Students are able to physically create neurons through manipulating several colors and different sizes of molding clay. Since the clay is harder than normal play dough it requires more manipulation and sculpting. They are being asked to artistically represent a neuron-something that is a rather abstract concept to understand. Through physically creating this important part of the body students are able to visualize what it looks like and how the various parts of a neuron work together to help their bodies function.

Connections to educational standards


Students demonstrate their understanding of SCIENTIFIC QUESTIONING by.... Identifying at least one variable that affects a system and using that variable to generate and experimental questions that includes a cause and effect relationship.


Students demonstrate their ability to CONDUCT EXPERIMENTS by...

Drawing scientifically: b. Labeling significant parts of a scientific diagram and includes a key if necessary.

Next steps

An excellent web source to further students understanding of neurons and to visually see what a neuron does teachers can use the following website and click under the picture on the right side of the page "the neuron". This will prompt another window to pop up which actively shows how a neuron transmits messages within the brain and what how the parts function.

Another web source that could be used with students to demonstrate the brain and nervous system can be found at By clicking on the red link with the movie reel to the left of the brain a mini-animated movie can be shown to students all about the functions of the nervous system.
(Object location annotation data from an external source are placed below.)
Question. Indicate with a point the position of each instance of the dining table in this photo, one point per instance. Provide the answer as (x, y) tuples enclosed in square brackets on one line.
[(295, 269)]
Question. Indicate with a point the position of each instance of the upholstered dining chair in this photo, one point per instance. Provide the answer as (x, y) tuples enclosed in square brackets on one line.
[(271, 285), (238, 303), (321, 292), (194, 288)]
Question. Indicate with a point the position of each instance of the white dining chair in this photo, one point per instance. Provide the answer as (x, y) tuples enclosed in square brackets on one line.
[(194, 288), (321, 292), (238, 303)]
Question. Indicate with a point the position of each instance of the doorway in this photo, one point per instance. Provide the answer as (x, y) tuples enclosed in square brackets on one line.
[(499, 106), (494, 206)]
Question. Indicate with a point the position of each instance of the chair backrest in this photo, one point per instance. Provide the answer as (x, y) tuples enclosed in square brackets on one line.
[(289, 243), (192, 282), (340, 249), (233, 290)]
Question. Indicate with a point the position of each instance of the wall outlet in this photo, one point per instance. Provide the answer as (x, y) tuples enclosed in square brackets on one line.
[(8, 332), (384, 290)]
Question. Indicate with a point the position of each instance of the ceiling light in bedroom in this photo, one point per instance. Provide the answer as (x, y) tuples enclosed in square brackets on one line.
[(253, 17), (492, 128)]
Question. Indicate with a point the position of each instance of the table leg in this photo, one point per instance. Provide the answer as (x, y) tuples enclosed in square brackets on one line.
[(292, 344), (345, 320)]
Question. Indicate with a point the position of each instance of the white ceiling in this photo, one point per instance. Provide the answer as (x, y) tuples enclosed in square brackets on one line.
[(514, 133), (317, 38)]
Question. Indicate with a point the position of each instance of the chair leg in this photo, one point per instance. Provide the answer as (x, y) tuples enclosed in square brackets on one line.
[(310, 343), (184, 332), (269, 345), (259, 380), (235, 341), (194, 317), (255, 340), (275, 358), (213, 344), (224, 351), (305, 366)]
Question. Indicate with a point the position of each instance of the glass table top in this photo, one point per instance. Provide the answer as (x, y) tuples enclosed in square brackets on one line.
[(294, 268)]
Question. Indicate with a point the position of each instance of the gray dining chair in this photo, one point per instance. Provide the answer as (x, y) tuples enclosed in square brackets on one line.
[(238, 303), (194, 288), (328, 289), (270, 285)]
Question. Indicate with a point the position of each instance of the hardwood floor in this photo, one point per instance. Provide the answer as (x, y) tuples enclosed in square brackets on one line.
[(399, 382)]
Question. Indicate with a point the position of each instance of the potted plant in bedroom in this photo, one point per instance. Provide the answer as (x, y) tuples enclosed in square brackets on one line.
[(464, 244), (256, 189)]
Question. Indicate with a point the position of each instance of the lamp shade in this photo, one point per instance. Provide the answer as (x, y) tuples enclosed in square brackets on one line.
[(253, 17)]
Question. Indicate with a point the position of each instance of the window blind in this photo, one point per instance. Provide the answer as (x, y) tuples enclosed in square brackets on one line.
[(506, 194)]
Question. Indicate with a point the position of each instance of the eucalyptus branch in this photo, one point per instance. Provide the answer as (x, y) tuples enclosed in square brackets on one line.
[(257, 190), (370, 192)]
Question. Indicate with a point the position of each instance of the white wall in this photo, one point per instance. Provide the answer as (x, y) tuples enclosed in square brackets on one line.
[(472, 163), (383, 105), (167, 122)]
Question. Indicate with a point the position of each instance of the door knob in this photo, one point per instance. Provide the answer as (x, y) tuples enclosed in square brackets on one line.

While we didn't use glue when we conducted the activity some students had difficulty keeping the clay on their paper when they went to label the parts. Also, the neuron creations cannot be hung up or displayed because the neuron would fall off the paper. We suggest the neuron parts be glued to the paper thus they will be able to be displayed around the classroom.

The handout we photocopied was black and white, we suggest having color copies for students to better illustrate the parts of the neuron for students to reference as they are creating their neuron. If an instructor is unable to make color copies for students another possibility would be to have a teacher created model for students to reference and see the parts.